The proposed regulations would take effect for taxable years beginning after December 31, 2026, or the date they are finalized, whichever is later. Until the final rules are published, corporations would be advised to follow a good faith interpretation of the law.
In 2021, to help raise revenue, the American Rescue Plan Act (ARPA) expanded the number of covered employees subject to the $1 million deduction limit under IRC section 162(m) to include the five highest compensated employees — regardless of position in the organization — for the taxable year. This change means that a minimum of 10 employees will be covered by the $1 million deduction limitation for most corporations.
Under pre-2027 section 162(m), a corporation’s covered employees included any principal executive officer or principal financial officer at any time during the taxable year. It also included any employee who is among the three highest compensated officers for that taxable year (other than the principal executive officer or principal financial officer).
In 2017, IRC section 162(m) was amended to provide that once an individual is a covered employee, he or she remains a covered employee for as long as compensation is paid by the corporation on the individual’s behalf — even after leaving the company and for payments after death. This “once/always” rule does not apply to employees who become subject to section 162(m) solely because of the ARPA expansion.
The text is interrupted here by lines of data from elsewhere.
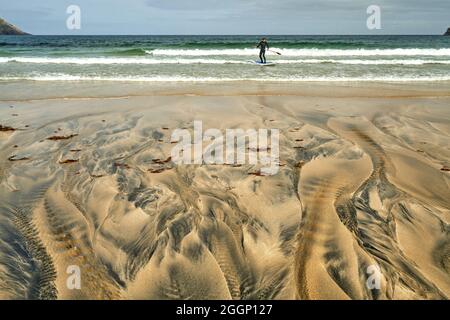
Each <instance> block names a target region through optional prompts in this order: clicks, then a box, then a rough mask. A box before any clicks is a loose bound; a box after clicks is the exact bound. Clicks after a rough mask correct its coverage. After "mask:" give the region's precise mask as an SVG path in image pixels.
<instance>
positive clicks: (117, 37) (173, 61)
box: [0, 35, 450, 82]
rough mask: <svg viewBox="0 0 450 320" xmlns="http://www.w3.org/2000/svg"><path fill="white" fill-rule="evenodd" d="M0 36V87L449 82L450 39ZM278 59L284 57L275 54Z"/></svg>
mask: <svg viewBox="0 0 450 320" xmlns="http://www.w3.org/2000/svg"><path fill="white" fill-rule="evenodd" d="M260 38H261V36H260V35H251V36H248V35H246V36H241V35H239V36H228V35H227V36H0V81H12V80H34V81H142V82H164V81H180V82H211V81H243V80H249V81H276V82H292V81H339V82H343V81H388V82H389V81H392V82H419V81H426V82H430V81H449V80H450V37H445V36H381V35H377V36H304V35H301V36H293V35H289V36H283V35H277V36H267V38H268V42H269V45H270V49H271V50H273V51H270V52H267V54H266V57H267V61H270V62H274V63H276V65H274V66H270V67H262V66H259V65H257V64H255V63H253V62H254V61H257V60H258V54H259V50H258V49H257V48H256V44H257V43H258V42H259V39H260ZM277 53H280V55H278V54H277Z"/></svg>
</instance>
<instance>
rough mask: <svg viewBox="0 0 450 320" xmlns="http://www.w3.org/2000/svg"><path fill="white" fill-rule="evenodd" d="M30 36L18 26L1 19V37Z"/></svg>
mask: <svg viewBox="0 0 450 320" xmlns="http://www.w3.org/2000/svg"><path fill="white" fill-rule="evenodd" d="M25 34H28V33H26V32H23V31H22V30H20V29H18V28H17V27H16V26H14V25H12V24H11V23H9V22H7V21H5V20H3V19H2V18H0V35H25Z"/></svg>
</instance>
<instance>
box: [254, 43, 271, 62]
mask: <svg viewBox="0 0 450 320" xmlns="http://www.w3.org/2000/svg"><path fill="white" fill-rule="evenodd" d="M257 48H259V49H260V51H259V58H260V59H261V63H266V50H269V44H268V43H267V41H265V40H262V41H261V42H260V43H259V44H258V45H257Z"/></svg>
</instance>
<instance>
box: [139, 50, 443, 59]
mask: <svg viewBox="0 0 450 320" xmlns="http://www.w3.org/2000/svg"><path fill="white" fill-rule="evenodd" d="M273 50H274V51H280V52H281V53H282V54H283V56H287V57H346V56H365V57H367V56H450V49H448V48H446V49H431V48H430V49H412V48H411V49H400V48H398V49H282V48H273ZM255 52H256V53H257V50H255V49H250V48H247V49H223V50H218V49H190V50H187V49H155V50H151V51H146V53H147V54H149V55H153V56H254V55H255Z"/></svg>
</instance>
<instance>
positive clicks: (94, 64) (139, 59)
mask: <svg viewBox="0 0 450 320" xmlns="http://www.w3.org/2000/svg"><path fill="white" fill-rule="evenodd" d="M273 61H275V62H276V63H278V64H320V63H334V64H350V65H426V64H450V60H424V59H392V60H388V59H383V60H379V59H377V60H363V59H341V60H339V59H290V60H289V59H281V60H273ZM0 63H34V64H76V65H96V64H98V65H114V64H121V65H124V64H137V65H141V64H142V65H162V64H248V61H246V60H226V59H198V58H197V59H186V58H179V59H158V58H156V59H153V58H106V57H104V58H50V57H45V58H38V57H6V58H5V57H4V58H0Z"/></svg>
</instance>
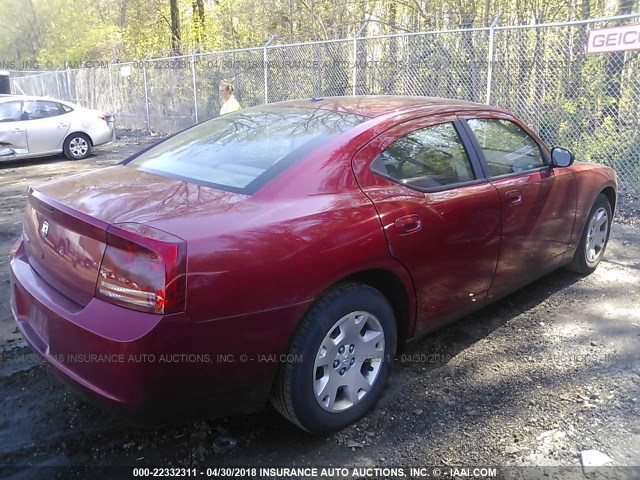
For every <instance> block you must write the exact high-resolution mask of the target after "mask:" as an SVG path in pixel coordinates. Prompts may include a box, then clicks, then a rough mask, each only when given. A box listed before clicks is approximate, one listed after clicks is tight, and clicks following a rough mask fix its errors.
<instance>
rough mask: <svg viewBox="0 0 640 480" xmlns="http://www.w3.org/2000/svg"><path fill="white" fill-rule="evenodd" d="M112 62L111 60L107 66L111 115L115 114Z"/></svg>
mask: <svg viewBox="0 0 640 480" xmlns="http://www.w3.org/2000/svg"><path fill="white" fill-rule="evenodd" d="M113 62H114V59H111V61H109V63H108V64H107V73H108V75H109V91H110V92H111V113H112V114H114V113H116V96H115V94H114V93H113V78H111V64H112V63H113Z"/></svg>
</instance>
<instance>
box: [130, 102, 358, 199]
mask: <svg viewBox="0 0 640 480" xmlns="http://www.w3.org/2000/svg"><path fill="white" fill-rule="evenodd" d="M365 120H367V118H366V117H363V116H360V115H354V114H351V113H343V112H334V111H328V110H316V109H308V108H286V107H274V106H264V107H258V108H251V109H247V110H240V111H238V112H234V113H230V114H227V115H223V116H220V117H217V118H214V119H213V120H209V121H207V122H204V123H201V124H199V125H196V126H195V127H192V128H189V129H188V130H185V131H184V132H181V133H179V134H177V135H175V136H173V137H171V138H168V139H167V140H165V141H164V142H162V143H159V144H158V145H156V146H155V147H152V148H150V149H149V150H147V151H146V152H143V153H142V154H140V155H139V156H138V157H136V158H134V159H133V160H131V161H130V162H128V163H127V166H129V167H134V168H137V169H139V170H143V171H145V172H149V173H156V174H158V175H162V176H167V177H171V178H175V179H178V180H185V181H187V182H192V183H198V184H201V185H207V186H211V187H215V188H220V189H223V190H228V191H232V192H238V193H244V194H252V193H254V192H255V191H257V190H258V189H259V188H260V187H261V186H263V185H264V184H265V183H267V182H268V181H270V180H271V179H273V178H274V177H275V176H276V175H277V174H278V173H280V172H281V171H282V170H284V169H285V168H287V167H288V166H290V165H291V164H293V163H294V162H295V161H296V160H298V159H300V158H302V157H303V156H304V155H305V154H307V153H309V152H311V151H312V150H313V149H314V148H316V147H318V146H320V145H321V144H322V143H324V142H326V141H328V140H331V139H332V138H335V137H337V136H338V135H340V134H341V133H343V132H345V131H347V130H349V129H350V128H352V127H354V126H356V125H358V124H359V123H362V122H363V121H365Z"/></svg>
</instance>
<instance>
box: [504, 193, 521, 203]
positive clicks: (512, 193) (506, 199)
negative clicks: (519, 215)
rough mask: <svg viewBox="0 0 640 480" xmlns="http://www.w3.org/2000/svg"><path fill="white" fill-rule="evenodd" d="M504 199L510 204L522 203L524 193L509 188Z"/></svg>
mask: <svg viewBox="0 0 640 480" xmlns="http://www.w3.org/2000/svg"><path fill="white" fill-rule="evenodd" d="M504 199H505V201H506V202H507V203H508V204H509V205H517V204H519V203H522V193H521V192H520V190H509V191H508V192H506V193H505V194H504Z"/></svg>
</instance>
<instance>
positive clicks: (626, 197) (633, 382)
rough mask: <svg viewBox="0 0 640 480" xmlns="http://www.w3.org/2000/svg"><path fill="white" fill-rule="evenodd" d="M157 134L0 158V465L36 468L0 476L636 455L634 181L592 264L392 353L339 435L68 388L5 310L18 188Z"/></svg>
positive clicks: (530, 462)
mask: <svg viewBox="0 0 640 480" xmlns="http://www.w3.org/2000/svg"><path fill="white" fill-rule="evenodd" d="M155 140H156V139H155V138H151V137H138V136H129V137H126V138H121V139H119V140H118V141H117V142H116V143H114V144H111V145H106V146H104V147H102V148H99V149H96V152H95V155H93V156H92V157H91V158H89V159H87V160H84V161H80V162H71V161H68V160H66V159H64V158H59V157H55V158H48V159H40V160H30V161H20V162H10V163H7V162H3V163H0V285H2V287H1V288H0V405H2V408H1V409H0V477H4V478H13V479H18V478H20V479H22V478H42V477H40V476H39V475H38V474H37V473H35V472H34V470H29V469H25V470H22V469H15V470H7V469H6V468H5V470H4V475H3V471H2V467H3V466H4V467H6V466H30V465H39V466H68V465H135V466H198V467H201V466H202V467H205V466H212V465H258V466H268V465H277V466H294V465H296V466H301V465H332V466H353V465H360V466H393V465H395V466H398V465H416V464H419V465H439V466H444V467H447V466H457V465H466V466H469V465H480V466H488V465H493V466H503V467H504V466H522V465H527V466H542V465H545V466H550V467H551V468H552V467H553V466H558V465H559V466H574V467H575V469H576V471H578V470H579V471H581V468H582V467H581V452H583V451H586V450H592V449H593V450H598V451H600V452H602V453H604V454H606V455H607V456H609V457H610V458H611V464H613V465H635V466H640V301H639V298H640V297H639V293H640V231H639V230H640V229H639V228H638V227H639V225H640V208H639V207H640V199H639V198H638V197H637V196H636V197H634V196H631V195H627V196H623V197H622V198H621V200H620V201H621V207H620V208H619V210H618V213H617V215H616V219H615V224H614V226H613V233H612V236H611V241H610V244H609V248H608V250H607V254H606V257H605V260H604V261H603V263H602V264H601V265H600V267H599V268H598V270H597V271H596V273H594V274H593V275H591V276H590V277H587V278H578V277H576V276H574V275H572V274H570V273H568V272H566V271H563V270H561V271H557V272H555V273H553V274H551V275H548V276H547V277H545V278H543V279H542V280H540V281H538V282H536V283H535V284H533V285H530V286H529V287H526V288H525V289H523V290H521V291H520V292H518V293H516V294H514V295H511V296H510V297H508V298H506V299H504V300H503V301H500V302H499V303H496V304H494V305H493V306H490V307H488V308H486V309H484V310H482V311H480V312H478V313H475V314H473V315H471V316H468V317H466V318H464V319H462V320H461V321H459V322H457V323H455V324H453V325H451V326H448V327H446V328H444V329H442V330H440V331H438V332H436V333H435V334H432V335H430V336H428V337H427V338H425V339H424V340H422V341H420V342H418V343H417V344H416V345H415V346H413V347H412V348H411V349H410V350H408V351H406V352H405V353H404V354H402V355H400V356H399V358H398V360H399V361H398V362H397V364H396V368H395V372H394V375H393V377H392V381H391V383H390V385H389V388H387V390H386V393H385V395H384V397H383V399H382V400H381V401H380V402H379V404H378V406H377V407H376V409H375V410H374V411H373V412H371V413H370V414H369V415H368V416H366V417H365V418H364V419H362V420H361V421H360V422H358V423H357V424H355V425H353V426H351V427H349V428H347V429H346V430H344V431H342V432H339V433H337V434H334V435H330V436H326V437H317V436H311V435H308V434H305V433H303V432H301V431H299V430H297V429H296V428H294V427H293V426H291V425H290V424H289V423H287V422H286V421H285V420H283V419H282V418H281V417H280V416H279V415H278V414H277V413H276V412H275V411H274V410H273V408H271V407H267V408H266V409H265V410H264V411H263V412H260V413H257V414H254V415H249V416H241V417H233V418H223V419H216V420H204V421H200V422H197V423H192V424H187V425H181V426H174V427H163V428H141V427H136V426H131V425H129V424H127V423H125V422H123V421H122V420H119V419H117V418H112V417H110V416H108V415H107V414H105V413H103V412H102V411H100V410H99V409H97V408H96V407H94V406H93V405H91V404H89V403H87V402H86V401H84V400H82V399H80V398H79V397H77V396H76V395H75V394H73V393H72V392H71V391H69V390H68V389H67V387H65V386H64V385H62V384H61V383H59V382H58V381H57V380H56V379H55V378H54V377H53V376H52V375H51V373H50V372H49V371H48V370H47V368H46V367H45V366H44V365H42V364H41V363H40V362H39V361H38V360H37V359H36V358H35V356H34V355H32V354H31V352H30V350H29V349H28V347H26V345H25V343H24V340H23V339H22V338H21V337H20V335H19V333H18V332H17V330H16V329H15V326H14V323H13V319H12V318H11V312H10V308H9V288H8V287H9V275H8V262H7V254H8V251H9V249H10V247H11V245H12V244H13V243H14V242H15V241H16V239H17V238H18V237H19V235H20V232H21V220H22V214H23V209H24V203H25V190H26V188H27V186H28V185H29V184H37V183H39V182H41V181H44V180H47V179H50V178H55V177H58V176H63V175H68V174H70V173H75V172H79V171H84V170H89V169H93V168H98V167H101V166H106V165H111V164H114V163H116V162H117V161H119V160H121V159H122V158H124V157H126V156H127V155H129V154H131V153H133V152H135V151H137V150H138V149H140V148H142V146H144V145H146V144H148V143H149V142H152V141H155ZM636 472H640V471H638V470H636ZM88 478H93V477H88ZM536 478H537V477H536ZM636 478H637V477H636Z"/></svg>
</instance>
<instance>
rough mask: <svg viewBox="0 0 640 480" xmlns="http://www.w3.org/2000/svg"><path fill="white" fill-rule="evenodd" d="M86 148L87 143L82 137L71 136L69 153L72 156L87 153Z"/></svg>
mask: <svg viewBox="0 0 640 480" xmlns="http://www.w3.org/2000/svg"><path fill="white" fill-rule="evenodd" d="M88 149H89V144H88V143H87V141H86V140H85V139H84V138H82V137H76V138H73V139H72V140H71V141H70V142H69V151H70V152H71V155H73V156H74V157H82V156H83V155H85V154H86V153H87V150H88Z"/></svg>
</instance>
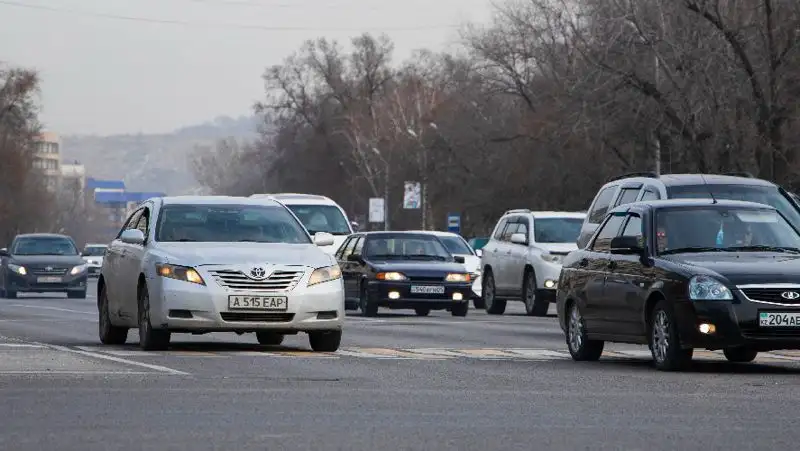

This means that paying deferred compensation to the ARPA group of covered employees after employment termination may, in some cases, avoid the application of the $1 million deduction limit. However, this technique generally would not work for pre-ARPA covered employees. That’s because the once/always rule means that deferred compensation earned during years while in that group generally is subject to the section 162(m) limit, regardless of when paid, unless those deferrals took place in years before the once/always rule took effect starting in 2017.
The proposed regulations generally follow the existing regulations as to how:
The proposed regulations address how to calculate “compensation” for purposes of ranking and identifying the additional five most highly compensated employees. Compensation would be calculated based on amounts that would, but for IRC section 162(m), be allowable as a deduction (as opposed to calculating compensation under the Securities and Exchange Commission disclosure rules pursuant to Item 402 of Regulation S-K for the three highest-compensated officers other than the CEO or CFO).
Corporations should consider how the section 162(m) expansion along with the proposed regulations would affect their “covered employee” determinations. Financial statements should reflect this expansion as a future lost tax deduction in the calculation of deferred tax assets if the corporation has not yet done so.